Hot Tub Time Machine is the kind of movie that you like, knowing full well that it's not very good. It comes, first of all, with perhaps the best title of the year (or the worst, depending on what you require from a movie title). There is no trickery to the moniker--there's not some metaphorical hot tub that serves as a whimsical reminder of gentler times and loves lost. Nope, it's the story of four men who travel back in time via a hot tub.
Back in the day, Adam (John Cusack), Lou (Rob Corddry), and Nick (Craig Robinson) were best friends. Now, they're varying degrees of unhappy, and Lou, in the process of an awesome air drumming break, accidentally almost kills himself. Adam and Nick decide to take Lou back to their favorite lodge from their teenage years, a reminder of when times were good; Adam brings along his twentysomething loser nephew Jacob (Clark Duke) for the ride. But the old lodge has become a dump, and the trip looks like a huge mistake until their drunken night in a short-circuiting hot tub somehow opens up a hole in the space-time continuum and drops them into the lodge, circa 1986.

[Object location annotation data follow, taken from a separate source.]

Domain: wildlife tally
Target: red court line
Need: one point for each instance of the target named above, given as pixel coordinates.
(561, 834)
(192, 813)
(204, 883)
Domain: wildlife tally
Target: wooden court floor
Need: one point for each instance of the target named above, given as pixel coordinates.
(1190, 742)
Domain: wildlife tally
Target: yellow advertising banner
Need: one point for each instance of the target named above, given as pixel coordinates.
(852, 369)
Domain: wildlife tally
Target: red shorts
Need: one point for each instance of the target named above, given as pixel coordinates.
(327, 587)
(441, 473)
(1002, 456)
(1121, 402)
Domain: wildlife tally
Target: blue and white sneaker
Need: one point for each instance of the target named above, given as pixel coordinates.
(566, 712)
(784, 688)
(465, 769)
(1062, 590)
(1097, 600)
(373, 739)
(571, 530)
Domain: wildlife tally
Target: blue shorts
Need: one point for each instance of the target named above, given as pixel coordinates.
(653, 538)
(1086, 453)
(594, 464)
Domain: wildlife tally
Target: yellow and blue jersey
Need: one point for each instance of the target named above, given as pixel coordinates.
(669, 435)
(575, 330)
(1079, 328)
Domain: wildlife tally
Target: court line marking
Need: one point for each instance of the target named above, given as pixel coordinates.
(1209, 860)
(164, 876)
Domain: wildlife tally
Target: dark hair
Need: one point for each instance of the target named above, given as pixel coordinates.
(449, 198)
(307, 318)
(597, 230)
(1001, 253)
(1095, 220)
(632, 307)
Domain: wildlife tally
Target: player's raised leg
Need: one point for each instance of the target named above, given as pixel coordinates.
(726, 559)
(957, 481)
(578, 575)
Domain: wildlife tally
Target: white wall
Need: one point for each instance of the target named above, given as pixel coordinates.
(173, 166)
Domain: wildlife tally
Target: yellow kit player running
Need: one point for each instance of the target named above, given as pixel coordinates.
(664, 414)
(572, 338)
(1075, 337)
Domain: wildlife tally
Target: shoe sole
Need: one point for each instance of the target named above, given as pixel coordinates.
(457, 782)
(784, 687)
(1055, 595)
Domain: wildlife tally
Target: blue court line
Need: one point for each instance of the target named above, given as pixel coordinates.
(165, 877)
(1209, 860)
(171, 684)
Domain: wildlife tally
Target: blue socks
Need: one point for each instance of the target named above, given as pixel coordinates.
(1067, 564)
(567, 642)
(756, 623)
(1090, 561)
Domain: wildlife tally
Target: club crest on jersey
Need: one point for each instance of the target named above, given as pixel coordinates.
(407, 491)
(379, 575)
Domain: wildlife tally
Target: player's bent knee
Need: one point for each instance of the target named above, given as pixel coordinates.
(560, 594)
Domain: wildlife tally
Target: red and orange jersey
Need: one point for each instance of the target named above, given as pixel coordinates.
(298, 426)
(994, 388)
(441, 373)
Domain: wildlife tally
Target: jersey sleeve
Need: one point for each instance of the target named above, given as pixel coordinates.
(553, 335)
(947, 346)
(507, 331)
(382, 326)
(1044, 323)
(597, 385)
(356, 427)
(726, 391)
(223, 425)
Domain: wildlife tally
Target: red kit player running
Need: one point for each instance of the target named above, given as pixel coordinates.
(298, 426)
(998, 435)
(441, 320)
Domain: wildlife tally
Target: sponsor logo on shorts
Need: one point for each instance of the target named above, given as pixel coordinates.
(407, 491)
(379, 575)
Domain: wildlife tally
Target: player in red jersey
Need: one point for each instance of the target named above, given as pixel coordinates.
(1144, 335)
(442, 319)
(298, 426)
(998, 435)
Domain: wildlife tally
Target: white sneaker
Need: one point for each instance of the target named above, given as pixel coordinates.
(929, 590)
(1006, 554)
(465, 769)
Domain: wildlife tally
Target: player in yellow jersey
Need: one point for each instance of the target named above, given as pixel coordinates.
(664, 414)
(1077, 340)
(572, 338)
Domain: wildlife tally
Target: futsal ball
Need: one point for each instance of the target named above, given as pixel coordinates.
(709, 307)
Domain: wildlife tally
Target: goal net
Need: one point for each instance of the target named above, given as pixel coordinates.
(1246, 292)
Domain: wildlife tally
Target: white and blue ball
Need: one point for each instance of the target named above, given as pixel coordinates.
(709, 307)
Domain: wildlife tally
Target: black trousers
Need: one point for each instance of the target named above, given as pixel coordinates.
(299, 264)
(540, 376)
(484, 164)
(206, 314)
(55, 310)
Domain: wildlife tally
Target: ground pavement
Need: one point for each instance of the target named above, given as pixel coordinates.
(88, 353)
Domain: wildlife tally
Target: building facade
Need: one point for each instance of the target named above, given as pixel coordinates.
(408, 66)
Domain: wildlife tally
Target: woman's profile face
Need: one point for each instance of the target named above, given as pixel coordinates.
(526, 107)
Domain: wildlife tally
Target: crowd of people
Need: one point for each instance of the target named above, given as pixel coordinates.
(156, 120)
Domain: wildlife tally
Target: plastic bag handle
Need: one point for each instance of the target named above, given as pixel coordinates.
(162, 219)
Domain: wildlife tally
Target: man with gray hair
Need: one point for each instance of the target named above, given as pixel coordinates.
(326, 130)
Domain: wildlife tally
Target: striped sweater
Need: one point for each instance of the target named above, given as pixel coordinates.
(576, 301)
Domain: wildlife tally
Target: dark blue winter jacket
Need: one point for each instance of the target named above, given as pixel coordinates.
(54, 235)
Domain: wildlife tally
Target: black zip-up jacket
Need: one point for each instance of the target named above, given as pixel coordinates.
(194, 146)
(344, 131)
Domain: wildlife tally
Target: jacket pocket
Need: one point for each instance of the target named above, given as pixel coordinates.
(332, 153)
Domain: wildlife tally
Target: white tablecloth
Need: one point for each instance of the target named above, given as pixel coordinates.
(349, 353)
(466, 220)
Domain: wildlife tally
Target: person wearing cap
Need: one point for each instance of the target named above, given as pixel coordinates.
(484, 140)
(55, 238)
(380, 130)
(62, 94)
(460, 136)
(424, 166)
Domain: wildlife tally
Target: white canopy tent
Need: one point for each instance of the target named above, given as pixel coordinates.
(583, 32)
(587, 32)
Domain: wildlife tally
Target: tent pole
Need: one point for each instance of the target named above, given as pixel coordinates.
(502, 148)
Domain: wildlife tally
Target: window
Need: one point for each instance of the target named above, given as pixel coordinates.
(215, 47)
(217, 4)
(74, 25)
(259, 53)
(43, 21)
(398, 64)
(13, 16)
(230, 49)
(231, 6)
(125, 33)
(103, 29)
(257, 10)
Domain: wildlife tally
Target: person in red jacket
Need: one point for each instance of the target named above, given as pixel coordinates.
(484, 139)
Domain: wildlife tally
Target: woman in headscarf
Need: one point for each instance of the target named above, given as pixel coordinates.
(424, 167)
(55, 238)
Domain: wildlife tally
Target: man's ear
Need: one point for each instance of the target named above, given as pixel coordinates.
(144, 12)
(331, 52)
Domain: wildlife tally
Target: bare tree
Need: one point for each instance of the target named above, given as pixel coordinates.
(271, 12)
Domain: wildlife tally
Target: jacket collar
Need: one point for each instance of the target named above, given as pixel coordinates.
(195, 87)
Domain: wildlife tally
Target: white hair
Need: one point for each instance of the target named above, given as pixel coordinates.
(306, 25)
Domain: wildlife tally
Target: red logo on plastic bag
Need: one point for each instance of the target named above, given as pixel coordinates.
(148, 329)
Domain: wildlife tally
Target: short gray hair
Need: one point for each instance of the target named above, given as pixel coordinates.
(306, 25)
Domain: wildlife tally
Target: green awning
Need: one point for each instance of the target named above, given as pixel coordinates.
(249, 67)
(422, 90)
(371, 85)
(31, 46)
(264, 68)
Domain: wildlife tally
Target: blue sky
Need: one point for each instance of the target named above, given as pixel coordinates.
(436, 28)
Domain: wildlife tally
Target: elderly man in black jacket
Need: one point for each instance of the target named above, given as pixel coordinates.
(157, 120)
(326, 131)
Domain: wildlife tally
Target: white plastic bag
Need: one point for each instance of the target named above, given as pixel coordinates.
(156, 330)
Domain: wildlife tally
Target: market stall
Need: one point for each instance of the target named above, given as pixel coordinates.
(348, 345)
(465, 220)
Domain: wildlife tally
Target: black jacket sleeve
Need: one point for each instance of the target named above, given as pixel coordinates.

Cusack co-produced the picture, which is directed by his writing partner Steve Pink (the pair worked together on High Fidelity and Grosse Pointe Blank). Pink's visual style isn't terribly sophisticated--his game plan seems to be to look every joke right in the eye and shoot in as bland and colorless a style as possible, resulting in a cheap, chintzy, sitcom feel, as well as a herky-jerky sense of narrative momentum (it seems to stop and go and stop again).
As if any of that matters--is it funny? Yes, but not as funny as you'd like it to be. It's full of comic heavy hitters, and sure, all of them get some laughs. Corddry smartly plays his bitter, self-destructive drunk almost entirely straight, and mostly nails him ("It's called male bonding," he informs Jacob, who hesitates to disrobe and get into the hot tub. "Have you even seen Wild Hogs?"). Duke's timing is sharp, and though Cusack is basically grinding in the same sad-sack rut he's been working the past decade or so, he lends some weight and credibility to the film, and develops a nice bit of chemistry with the always-welcome Lizzy Caplan. But the real star of the show is Craig Robinson, who, having unapologetically stolen scenes in The Office, Knocked Up, and Zack and Miri Make a Porno, bursts through here as a full-on comedy star. He's funny, he's likable, he's charming (I can't think of many other actors who could pull of that sobbing sex scene), he even sings well. It's his coming out party, cinematically speaking.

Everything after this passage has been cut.